In conclusion, if you want the privilege of tax exempt status, you must obey the rules. If you choose to disobey the rules, you must accept the consequences. (Something the DNA is all for when it comes to homosexuals, apparently not so much with churches.)


  1. Read the IRS quote a little more closely. Which political candidate exactly did the churches endorse? Prop. 8 had nothing to do with candidates for public office.

  2. it's actually not limited to candidates.

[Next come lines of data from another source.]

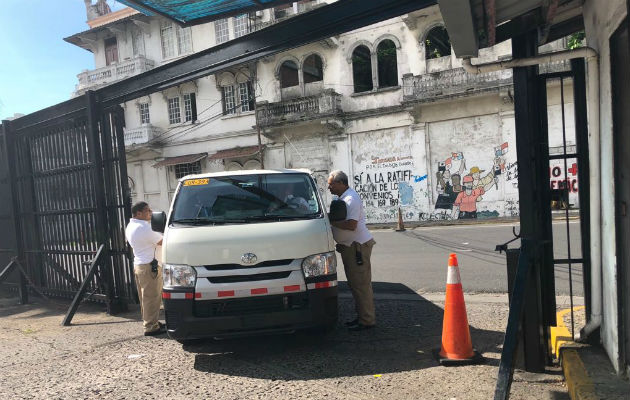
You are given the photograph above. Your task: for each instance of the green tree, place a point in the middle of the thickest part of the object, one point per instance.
(576, 40)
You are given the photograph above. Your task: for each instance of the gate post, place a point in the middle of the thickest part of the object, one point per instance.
(9, 145)
(581, 141)
(96, 159)
(530, 102)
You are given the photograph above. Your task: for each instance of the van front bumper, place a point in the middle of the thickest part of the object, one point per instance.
(187, 318)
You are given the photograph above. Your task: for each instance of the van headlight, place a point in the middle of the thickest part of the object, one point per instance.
(319, 264)
(179, 275)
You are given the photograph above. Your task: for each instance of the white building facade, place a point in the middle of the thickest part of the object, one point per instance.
(388, 103)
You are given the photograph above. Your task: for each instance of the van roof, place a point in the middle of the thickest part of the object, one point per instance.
(248, 172)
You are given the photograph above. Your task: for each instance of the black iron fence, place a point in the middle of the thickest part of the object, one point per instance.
(67, 194)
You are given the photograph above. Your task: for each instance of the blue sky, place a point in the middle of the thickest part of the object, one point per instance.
(38, 68)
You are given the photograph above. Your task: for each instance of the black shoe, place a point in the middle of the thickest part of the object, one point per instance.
(360, 327)
(159, 331)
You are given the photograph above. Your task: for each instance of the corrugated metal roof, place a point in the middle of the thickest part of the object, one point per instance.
(192, 12)
(187, 159)
(235, 153)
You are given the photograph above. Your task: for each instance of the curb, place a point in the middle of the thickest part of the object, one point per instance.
(579, 384)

    (3) Corporations, and any community chest, fund, or foundation, organized and operated exclusively for religious, charitable, scientific, testing for public safety, literary, or educational purposes, or to foster national or international amateur sports competition (but only if no part of its activities involve the provision of athletic facilities or equipment), or for the prevention of cruelty to children or animals, no part of the net earnings of which inures to the benefit of any private shareholder or individual, no substantial part of the activities of which is carrying on propaganda, or otherwise attempting, to influence legislation (except as otherwise provided in subsection (h)*), and which does not participate in, or intervene in (including the publishing or distributing of statements), any political campaign on behalf of (or in opposition to) any candidate for public office.

    *(The “otherwise provided” clause does not apply, as a church, is a disqualified entity as described in subsection (h).)

  3. churches are allowed to register people to vote, drive people to the polls, provide information about ALL candidates, invite ALL candidates to speak on their premises (all candidates do not have to agree to speak, but all must be given the invitation), and engage in any activity in which the purpose can be demonstrated to be (a) encouraging voting, or (b) educating voters.

    promoting specific candidates, legislation or parties is forbidden.

    i work for a law firm that represents a number of 501(c)3's. every time an election comes around, we send out a very pointed letter regarding the tax codes regulations, as well as a warning that if they choose to violate those regulations, they can't expect us to be able to help them keep their tax exempt status.